If you’re there or if you know someone who might be, this stop on the Advent Tour is for you. And the tradition I’m spotlighting is a simple one. It doesn’t require any money or holiday spirit or food or new clothes. You just need to sit still and . . . Remember. Take a pen in hand (or a computer keyboard) and remember what it is that makes Christmas special for you, what it is you’re supposed to be celebrating. I remember a lot of reasons to celebrate, even in the midst of some heart-crushing pain. And as I write, I am remembering everything in my life that makes Christmas worth celebrating:
I have a husband who loves me and cares for our family and works hard and loves Jesus.
I have a beautiful home, and my husband has a good job.
I have running water and electricity and even unnecessary toys and gadgets like a computer and internet connection to fill my life with goodness.
My mom is now living with us, and she gives lots of good wisdom to me and to her grandchildren.
My eight children are all physically healthy and growing, and they will all be here for Christmas.
Not only that, but my children are all going to school, either at home or at college. They all have opportunities to learn and to grow mentally in the coming year.
And those same children love me and love each other and want to celebrate Christmas as a family.
My sweet sister and her family are coming for a visit in just a few days.

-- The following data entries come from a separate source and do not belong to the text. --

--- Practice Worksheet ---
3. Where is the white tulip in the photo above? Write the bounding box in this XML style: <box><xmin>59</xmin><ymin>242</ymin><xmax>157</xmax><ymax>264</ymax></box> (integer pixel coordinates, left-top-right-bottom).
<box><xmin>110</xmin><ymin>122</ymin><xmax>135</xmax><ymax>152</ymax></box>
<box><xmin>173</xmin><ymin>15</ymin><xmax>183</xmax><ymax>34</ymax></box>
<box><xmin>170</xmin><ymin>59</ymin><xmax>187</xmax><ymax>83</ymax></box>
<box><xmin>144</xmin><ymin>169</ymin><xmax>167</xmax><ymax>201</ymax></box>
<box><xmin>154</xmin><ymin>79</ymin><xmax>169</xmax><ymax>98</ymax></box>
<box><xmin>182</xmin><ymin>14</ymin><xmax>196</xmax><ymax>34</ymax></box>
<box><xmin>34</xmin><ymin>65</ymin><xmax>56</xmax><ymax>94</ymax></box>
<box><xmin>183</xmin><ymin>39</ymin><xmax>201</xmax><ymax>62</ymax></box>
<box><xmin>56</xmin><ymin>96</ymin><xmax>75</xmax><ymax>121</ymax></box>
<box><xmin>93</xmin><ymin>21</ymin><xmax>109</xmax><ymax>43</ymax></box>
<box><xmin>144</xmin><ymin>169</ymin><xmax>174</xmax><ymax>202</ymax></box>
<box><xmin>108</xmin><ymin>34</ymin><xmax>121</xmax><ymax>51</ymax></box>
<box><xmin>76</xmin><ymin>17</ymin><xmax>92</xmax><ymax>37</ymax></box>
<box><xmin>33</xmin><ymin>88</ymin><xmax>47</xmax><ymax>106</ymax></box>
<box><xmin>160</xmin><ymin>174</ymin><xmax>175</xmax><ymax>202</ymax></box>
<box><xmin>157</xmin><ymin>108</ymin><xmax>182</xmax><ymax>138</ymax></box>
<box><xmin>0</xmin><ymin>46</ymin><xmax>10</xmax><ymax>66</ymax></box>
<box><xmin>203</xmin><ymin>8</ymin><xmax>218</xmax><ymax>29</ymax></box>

All of my Christmas shopping is done, and I had money to get some gifts for people that they wanted and some things that they needed. And we’ll still be able to pay our bills in January.
I can read with eyes that work (with glasses), and I can listen to music and to audiobooks with ears that work fairly well.
I have friends who drop everything to help me and listen to my woes anytime, anywhere.
I have a church where salvation through Jesus Christ is preached and where people love and care for one another.
I have had the opportunity and the resources to give to another family in need this Christmas.
But most of all, “I thank God for his gift that words cannot describe.” Even when my family and my life are broken before Him, I remember that He gave himself as a living sacrifice for my sin and my brokenness. And through Christmas and the gift of God in His son, I was healed, I am being healed, and all manner of things will be well.
Deuteronomy 8:7-18
For the LORD your God is bringing you into a good land—a land with brooks, streams, and deep springs gushing out into the valleys and hills; 8 a land with wheat and barley, vines and fig trees, pomegranates, olive oil and honey; 9 a land where bread will not be scarce and you will lack nothing; a land where the rocks are iron and you can dig copper out of the hills.
10 When you have eaten and are satisfied, praise the LORD your God for the good land he has given you. 11 Be careful that you do not forget the LORD your God, failing to observe his commands, his laws and his decrees that I am giving you this day. 12 Otherwise, when you eat and are satisfied, when you build fine houses and settle down, 13 and when your herds and flocks grow large and your silver and gold increase and all you have is multiplied, 14 then your heart will become proud and you will forget the LORD your God, who brought you out of Egypt, out of the land of slavery. 15 He led you through the vast and dreadful wilderness, that thirsty and waterless land, with its venomous snakes and scorpions. He brought you water out of hard rock. 16 He gave you manna to eat in the wilderness, something your ancestors had never known, to humble and test you so that in the end it might go well with you. 17 You may say to yourself, “My power and the strength of my hands have produced this wealth for me.†18 But remember the LORD your God, for it is he who gives you the ability to produce wealth, and so confirms his covenant, which he swore to your ancestors, as it is today.
Christmas is about remembering. Christmas traditions are about remembering. Take some time today to remember who you are, where your family and friends are, and most of all who God is. He is a God who provides, as demonstrated in His provision for the redemption of our shattered world through the most unlikely of sources, a baby boy born in a crowded little town called Bethlehem about 2000 years ago who grew up to be the Saviour of this bittersweet world.
Remember. Merry Christmas!
This post is part of the 2010 Virtual Advent Tour – a fifth year tradition in the book blogging community which allows book bloggers around the world to share their holiday traditions with one another. Visit the 2010 Virtual Advent Tour site for other book blogger’s holiday traditions.
God bless you and your family, this Christmas!
It’s a good exercise. Thank you and Merry Christmas.
Yes, remembered how blessed one is is a great Christmas tradition. Merry Christmas!
What a lovely perspective. Wishing you a blessed Christmas!
that is a wonderful list, gratitude makes one feel better somehow. I had one of those Christmases last year.
It’s a brilliant idea to count your blessings when things aren’t going so smoothly. You tend to forget about them in the normal run of things, but they help to put things in perspective.
Hope your Christmas will be nice and next year a much better year.
No matter the holiday one celebrates this time of year, remember to be thankful is always good.